Why is college tuition so expensive these days?

My tuition to the University of Texas at Austin from '87-'93 cost somewhere on the order of $5000. I understand it’s gone up quite a bit since then. Where does that money go? Similarly, where does the money from their football program go? How about the juice from their endowment?

Thanks,
Rob

Here is everything you want to know about the University of Texas budget for 2012:

https://docs.google.com/viewer?a=v&q=cache:Frq2DNyJTy0J:www.utsystem.edu/sites/utsfiles/news/assets/FY2012%2520Budget%2520Summaries.pdf+&hl=en&gl=us&pid=bl&srcid=ADGEEShPEW42IEZuzUWebutIUem2Z5Ml6UGP0irh8Xj8yBEIi5l4BeUrRFLSf7XxAwKAXfV4Abk18gW3xuCmRhVVqljvTU_Q8_cpKW7ZGMNYYG_CFNdqG-LOJL8lcQRouCpCvIy7YL1B&sig=AHIEtbQS5QuOdZbpRGRkZprYvyvV49J93g

Surprisingly, tution and fees are only about 10% of total revenues for the university.

Hospitals and clinics plus research are the biggest expenses totaling about 40% of the budget collectively.

In short there are a few reasons:

  1. Cost Disease: Labor intensive fields cannot keep pace with other industries which can utilize technology more effectively, yet the have to pay competitive rates

  2. While the sticker price has gone up dramatically, the price most people actually pay has not risen anywhere near that amount. For example, the sticker price at Harvard is around 55k, but average cost of attendance is only about half that.

  3. Schools do more these days. They are expected to not only education, but train them for highly specialized, complex jobs. They also

  4. They have to compete for quality students.

  5. People have the money to spend since loans are widely available. This impacts some schools more than others.

Read Harvard Envy: Why Too Many Colleges Overshoot by Andrew Rosen. In a nutshell, universities are in a competition to be seen as elite as the Ivy League schools (even those that are clearly not) and are overextended in both research effort and campus expansion/annexation in order to increase perceived prestige.

Stranger

For state universities, when legislatures want to cut their budgets, increasing tuition is one of the easiest ways, since it hits those getting the benefit, fees are still low compared to competitive private colleges, and it is much easier than firing people.

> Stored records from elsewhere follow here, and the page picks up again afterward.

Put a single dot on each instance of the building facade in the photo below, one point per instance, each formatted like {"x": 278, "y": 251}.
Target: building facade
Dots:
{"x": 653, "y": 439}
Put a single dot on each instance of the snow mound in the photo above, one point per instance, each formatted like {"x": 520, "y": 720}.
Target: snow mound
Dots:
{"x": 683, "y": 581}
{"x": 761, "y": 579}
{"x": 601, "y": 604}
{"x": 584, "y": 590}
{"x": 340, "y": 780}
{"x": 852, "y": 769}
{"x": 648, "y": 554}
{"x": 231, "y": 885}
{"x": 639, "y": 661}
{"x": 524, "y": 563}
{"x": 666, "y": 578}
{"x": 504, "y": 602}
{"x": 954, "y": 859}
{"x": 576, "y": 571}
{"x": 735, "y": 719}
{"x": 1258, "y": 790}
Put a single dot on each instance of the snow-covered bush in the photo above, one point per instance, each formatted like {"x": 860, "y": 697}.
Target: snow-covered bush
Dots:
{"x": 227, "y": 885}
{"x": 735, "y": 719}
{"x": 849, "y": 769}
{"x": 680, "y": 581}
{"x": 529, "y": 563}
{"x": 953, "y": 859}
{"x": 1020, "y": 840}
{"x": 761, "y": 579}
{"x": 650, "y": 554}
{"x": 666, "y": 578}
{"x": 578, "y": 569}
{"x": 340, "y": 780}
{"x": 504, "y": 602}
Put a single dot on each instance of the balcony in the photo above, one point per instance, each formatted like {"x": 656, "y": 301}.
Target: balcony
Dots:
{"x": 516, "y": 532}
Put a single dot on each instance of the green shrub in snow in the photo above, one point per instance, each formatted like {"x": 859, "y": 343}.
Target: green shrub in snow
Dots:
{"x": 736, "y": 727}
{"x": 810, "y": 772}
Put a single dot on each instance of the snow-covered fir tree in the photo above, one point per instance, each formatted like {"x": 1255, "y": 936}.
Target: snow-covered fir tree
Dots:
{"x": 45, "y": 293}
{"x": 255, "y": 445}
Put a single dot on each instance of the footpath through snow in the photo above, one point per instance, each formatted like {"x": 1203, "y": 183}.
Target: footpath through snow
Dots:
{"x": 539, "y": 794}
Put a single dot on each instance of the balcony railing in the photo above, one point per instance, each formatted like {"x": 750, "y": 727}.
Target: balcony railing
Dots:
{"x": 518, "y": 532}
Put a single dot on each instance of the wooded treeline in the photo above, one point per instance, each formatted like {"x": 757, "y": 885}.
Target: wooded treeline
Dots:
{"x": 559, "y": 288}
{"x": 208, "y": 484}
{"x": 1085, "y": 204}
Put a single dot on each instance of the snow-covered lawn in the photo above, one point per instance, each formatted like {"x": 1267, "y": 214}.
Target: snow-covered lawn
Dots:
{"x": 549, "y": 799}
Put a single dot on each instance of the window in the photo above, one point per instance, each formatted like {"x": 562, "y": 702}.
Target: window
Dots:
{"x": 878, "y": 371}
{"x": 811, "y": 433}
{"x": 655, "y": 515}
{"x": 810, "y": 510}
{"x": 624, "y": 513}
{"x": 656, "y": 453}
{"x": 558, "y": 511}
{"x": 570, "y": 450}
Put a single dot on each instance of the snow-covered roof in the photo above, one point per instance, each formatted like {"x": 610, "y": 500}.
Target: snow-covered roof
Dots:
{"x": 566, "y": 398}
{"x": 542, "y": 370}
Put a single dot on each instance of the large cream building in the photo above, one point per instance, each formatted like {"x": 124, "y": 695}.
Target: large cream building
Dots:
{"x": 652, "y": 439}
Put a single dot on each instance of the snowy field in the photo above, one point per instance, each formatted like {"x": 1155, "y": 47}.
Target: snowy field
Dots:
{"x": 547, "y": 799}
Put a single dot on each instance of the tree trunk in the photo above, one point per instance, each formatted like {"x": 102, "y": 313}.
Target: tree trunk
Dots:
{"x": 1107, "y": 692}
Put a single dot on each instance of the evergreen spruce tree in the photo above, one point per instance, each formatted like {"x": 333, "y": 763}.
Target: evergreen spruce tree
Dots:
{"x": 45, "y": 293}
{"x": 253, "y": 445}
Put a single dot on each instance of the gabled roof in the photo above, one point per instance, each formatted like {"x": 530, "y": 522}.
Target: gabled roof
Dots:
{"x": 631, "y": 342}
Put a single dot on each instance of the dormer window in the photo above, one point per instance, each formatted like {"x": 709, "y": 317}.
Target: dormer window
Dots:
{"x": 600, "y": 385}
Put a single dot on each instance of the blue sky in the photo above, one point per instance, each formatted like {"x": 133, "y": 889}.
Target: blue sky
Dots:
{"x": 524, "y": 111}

The University of California system has increased the number of out of state admissions, because they pay more money for the same slot as an in-state student

My understanding is that, per student, there is about 5 times the number of administrative people in colleges nowadays compared to 40 years ago. Per student, the number of professors has not gone up.

So basically, bureaucratic bloat. Same as the government, really.

Simply, because even at the higher prices, they still have no problem finding buyers. A college degree is considered essential to a successful career these days in a way that it wasn’t in the past, so people are willing to spend big bucks to get one.

You can talk about costs going up, and they are, but colleges are under no pressure at all to try to cut costs until the price required to cover those costs gets large enough that they stop being able to fill seats.